Nesse sentido, a AFDP foi criada em 1982 com o objetivo de sensibilizar o Ministério dos Negócios Estrangeiros para as dificuldades dos cônjuges e filhos dos diplomatas em resultado da mobilidade inerente à carreira diplomática.
Contudo, apesar de trabalhar há muitos anos para minimizar esses impactos através da apresentação de propostas e da tentativa de sensibilização dos decisores políticos para essas dificuldades, a AFDP lamenta não ter tido êxito na sua missão, sobretudo se a situação for comparada com o que se passa noutros países da União Europeia.
“Noutros países a solução foi a de integrar os cônjuges dos diplomatas nos respetivos regimes de segurança social, garantindo uma reforma mínima para essas pessoas. Até porque os cônjuges dos diplomatas prestam serviços ao Estado na representação externa do país, na gestão das residências do Estado, na promoção e divulgação da cultura, de produtos e, em geral, da imagem dos países que representam”, explicou Maria Luís.
“Alguns países reconhecem estes serviços prestados e, além da proteção social, preveem uma compensação material mínima, mas que reflete esse reconhecimento pelo trabalho desenvolvido pelos cônjuges dos diplomatas na representação do país.

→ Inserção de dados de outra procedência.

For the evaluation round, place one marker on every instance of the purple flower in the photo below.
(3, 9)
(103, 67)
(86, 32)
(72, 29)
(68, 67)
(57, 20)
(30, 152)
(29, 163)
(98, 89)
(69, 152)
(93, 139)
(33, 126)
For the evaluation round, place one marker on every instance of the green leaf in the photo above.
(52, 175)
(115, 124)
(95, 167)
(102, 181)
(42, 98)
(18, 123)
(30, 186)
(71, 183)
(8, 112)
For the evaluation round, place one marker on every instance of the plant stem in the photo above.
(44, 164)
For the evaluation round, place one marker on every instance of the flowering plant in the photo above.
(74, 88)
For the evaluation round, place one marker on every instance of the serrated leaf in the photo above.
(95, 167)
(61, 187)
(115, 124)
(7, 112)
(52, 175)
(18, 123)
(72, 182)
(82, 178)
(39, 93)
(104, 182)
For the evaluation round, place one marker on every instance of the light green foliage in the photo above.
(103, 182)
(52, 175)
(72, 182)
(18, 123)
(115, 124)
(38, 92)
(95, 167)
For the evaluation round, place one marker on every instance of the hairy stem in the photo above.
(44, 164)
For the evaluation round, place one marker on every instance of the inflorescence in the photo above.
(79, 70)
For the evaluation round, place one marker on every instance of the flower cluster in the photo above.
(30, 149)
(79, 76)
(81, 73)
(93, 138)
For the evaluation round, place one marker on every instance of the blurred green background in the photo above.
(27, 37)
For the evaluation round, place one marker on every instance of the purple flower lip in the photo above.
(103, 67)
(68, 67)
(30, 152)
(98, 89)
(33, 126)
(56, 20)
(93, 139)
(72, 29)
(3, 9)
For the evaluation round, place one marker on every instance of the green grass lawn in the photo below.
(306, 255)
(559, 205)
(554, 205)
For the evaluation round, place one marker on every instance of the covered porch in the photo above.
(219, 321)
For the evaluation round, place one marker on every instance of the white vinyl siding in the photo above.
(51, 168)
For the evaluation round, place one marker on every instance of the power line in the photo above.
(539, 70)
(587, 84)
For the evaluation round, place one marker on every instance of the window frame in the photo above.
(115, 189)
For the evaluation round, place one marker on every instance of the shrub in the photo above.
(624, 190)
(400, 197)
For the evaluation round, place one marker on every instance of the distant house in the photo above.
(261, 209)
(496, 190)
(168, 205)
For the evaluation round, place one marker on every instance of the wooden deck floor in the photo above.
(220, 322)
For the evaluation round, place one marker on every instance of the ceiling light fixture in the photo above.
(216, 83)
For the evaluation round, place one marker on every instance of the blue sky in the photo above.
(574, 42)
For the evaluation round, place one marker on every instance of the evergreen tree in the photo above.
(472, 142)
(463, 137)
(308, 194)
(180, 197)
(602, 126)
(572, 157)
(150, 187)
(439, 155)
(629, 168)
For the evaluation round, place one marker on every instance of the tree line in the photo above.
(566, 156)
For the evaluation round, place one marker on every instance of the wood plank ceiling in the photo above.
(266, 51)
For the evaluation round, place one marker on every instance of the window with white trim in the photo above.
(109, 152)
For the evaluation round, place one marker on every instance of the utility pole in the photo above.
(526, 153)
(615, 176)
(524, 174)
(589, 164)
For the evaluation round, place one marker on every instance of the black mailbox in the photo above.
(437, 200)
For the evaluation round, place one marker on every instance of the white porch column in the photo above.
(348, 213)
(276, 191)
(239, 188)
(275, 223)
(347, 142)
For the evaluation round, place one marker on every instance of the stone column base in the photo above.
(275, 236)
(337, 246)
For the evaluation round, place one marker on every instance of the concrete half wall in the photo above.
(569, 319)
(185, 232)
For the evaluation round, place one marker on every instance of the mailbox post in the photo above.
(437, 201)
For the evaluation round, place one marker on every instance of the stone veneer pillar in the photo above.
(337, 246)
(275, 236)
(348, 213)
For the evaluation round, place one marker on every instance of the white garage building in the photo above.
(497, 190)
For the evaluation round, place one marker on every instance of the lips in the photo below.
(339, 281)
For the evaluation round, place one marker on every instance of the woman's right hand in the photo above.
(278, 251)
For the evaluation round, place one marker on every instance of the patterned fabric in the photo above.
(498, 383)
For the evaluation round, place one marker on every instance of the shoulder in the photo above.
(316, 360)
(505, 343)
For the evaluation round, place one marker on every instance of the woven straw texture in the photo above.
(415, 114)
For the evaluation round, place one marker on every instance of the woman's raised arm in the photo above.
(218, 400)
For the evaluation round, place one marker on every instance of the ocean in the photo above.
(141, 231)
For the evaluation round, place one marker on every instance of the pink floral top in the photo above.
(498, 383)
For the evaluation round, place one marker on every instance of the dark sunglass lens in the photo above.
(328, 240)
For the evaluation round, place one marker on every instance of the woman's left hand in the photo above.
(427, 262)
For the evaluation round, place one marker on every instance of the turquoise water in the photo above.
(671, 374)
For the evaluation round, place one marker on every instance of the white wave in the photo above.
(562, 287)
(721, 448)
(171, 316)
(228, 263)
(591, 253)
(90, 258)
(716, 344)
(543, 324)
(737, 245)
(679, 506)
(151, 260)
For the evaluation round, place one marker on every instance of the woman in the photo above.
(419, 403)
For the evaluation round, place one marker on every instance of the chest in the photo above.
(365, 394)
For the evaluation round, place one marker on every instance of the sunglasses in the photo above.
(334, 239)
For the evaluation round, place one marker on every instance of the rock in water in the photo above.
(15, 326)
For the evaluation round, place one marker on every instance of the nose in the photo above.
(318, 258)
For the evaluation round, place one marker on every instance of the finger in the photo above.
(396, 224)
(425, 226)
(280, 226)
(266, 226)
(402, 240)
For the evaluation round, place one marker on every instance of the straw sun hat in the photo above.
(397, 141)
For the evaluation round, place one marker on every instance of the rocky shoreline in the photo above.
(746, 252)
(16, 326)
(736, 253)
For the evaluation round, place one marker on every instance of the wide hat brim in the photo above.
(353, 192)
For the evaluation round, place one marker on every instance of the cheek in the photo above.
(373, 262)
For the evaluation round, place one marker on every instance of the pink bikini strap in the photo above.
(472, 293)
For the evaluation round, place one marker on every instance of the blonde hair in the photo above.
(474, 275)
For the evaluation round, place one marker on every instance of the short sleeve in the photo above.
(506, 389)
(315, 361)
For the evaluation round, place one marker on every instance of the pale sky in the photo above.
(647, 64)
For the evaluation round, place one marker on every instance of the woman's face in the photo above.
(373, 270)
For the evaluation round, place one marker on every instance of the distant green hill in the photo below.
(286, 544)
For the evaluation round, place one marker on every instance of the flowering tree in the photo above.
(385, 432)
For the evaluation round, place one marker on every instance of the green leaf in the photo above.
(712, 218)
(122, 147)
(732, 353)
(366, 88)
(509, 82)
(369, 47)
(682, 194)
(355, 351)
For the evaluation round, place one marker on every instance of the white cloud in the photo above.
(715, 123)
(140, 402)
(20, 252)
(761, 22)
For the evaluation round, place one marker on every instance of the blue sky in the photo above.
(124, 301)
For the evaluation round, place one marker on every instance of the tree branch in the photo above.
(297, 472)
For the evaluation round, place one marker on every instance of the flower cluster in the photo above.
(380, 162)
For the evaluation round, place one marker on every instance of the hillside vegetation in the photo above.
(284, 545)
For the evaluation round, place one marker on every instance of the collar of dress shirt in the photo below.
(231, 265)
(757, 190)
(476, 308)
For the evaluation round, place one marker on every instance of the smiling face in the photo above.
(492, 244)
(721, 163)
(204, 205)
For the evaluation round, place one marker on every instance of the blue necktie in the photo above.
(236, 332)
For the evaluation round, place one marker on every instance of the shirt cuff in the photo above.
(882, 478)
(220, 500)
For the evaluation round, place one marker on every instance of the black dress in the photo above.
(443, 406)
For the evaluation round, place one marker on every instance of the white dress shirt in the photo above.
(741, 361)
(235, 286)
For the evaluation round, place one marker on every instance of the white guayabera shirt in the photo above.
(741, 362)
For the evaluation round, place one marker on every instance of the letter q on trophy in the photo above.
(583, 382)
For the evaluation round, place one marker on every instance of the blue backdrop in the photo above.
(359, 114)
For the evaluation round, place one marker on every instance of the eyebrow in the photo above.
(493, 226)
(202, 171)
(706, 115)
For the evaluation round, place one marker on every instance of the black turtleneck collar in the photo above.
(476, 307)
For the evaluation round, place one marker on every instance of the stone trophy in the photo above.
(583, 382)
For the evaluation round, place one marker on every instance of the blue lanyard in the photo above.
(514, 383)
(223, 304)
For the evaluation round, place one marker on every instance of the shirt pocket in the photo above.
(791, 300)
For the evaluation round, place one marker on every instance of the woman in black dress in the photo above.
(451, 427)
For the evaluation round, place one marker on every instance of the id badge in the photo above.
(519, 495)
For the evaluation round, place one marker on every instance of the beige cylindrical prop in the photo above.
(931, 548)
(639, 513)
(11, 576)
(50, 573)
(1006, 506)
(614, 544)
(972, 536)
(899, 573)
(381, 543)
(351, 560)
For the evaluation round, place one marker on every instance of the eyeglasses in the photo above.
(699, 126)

Em Portugal, o Estado tem normalmente dois pelo preço de um”, criticou.
Para a embaixatriz, caso as condições não se alterarem, a carreira diplomática portuguesa “será feita de pessoas solteiras”.
Já para Cristina Lopes Ramos, a solução desta problemática “não será complicada”, sugerindo que os partidos políticos que se apresentem às próximas eleições de 30 de janeiro incluam, nos seus programas de Governo, propostas para a resolução das questões das famílias dos diplomatas portugueses.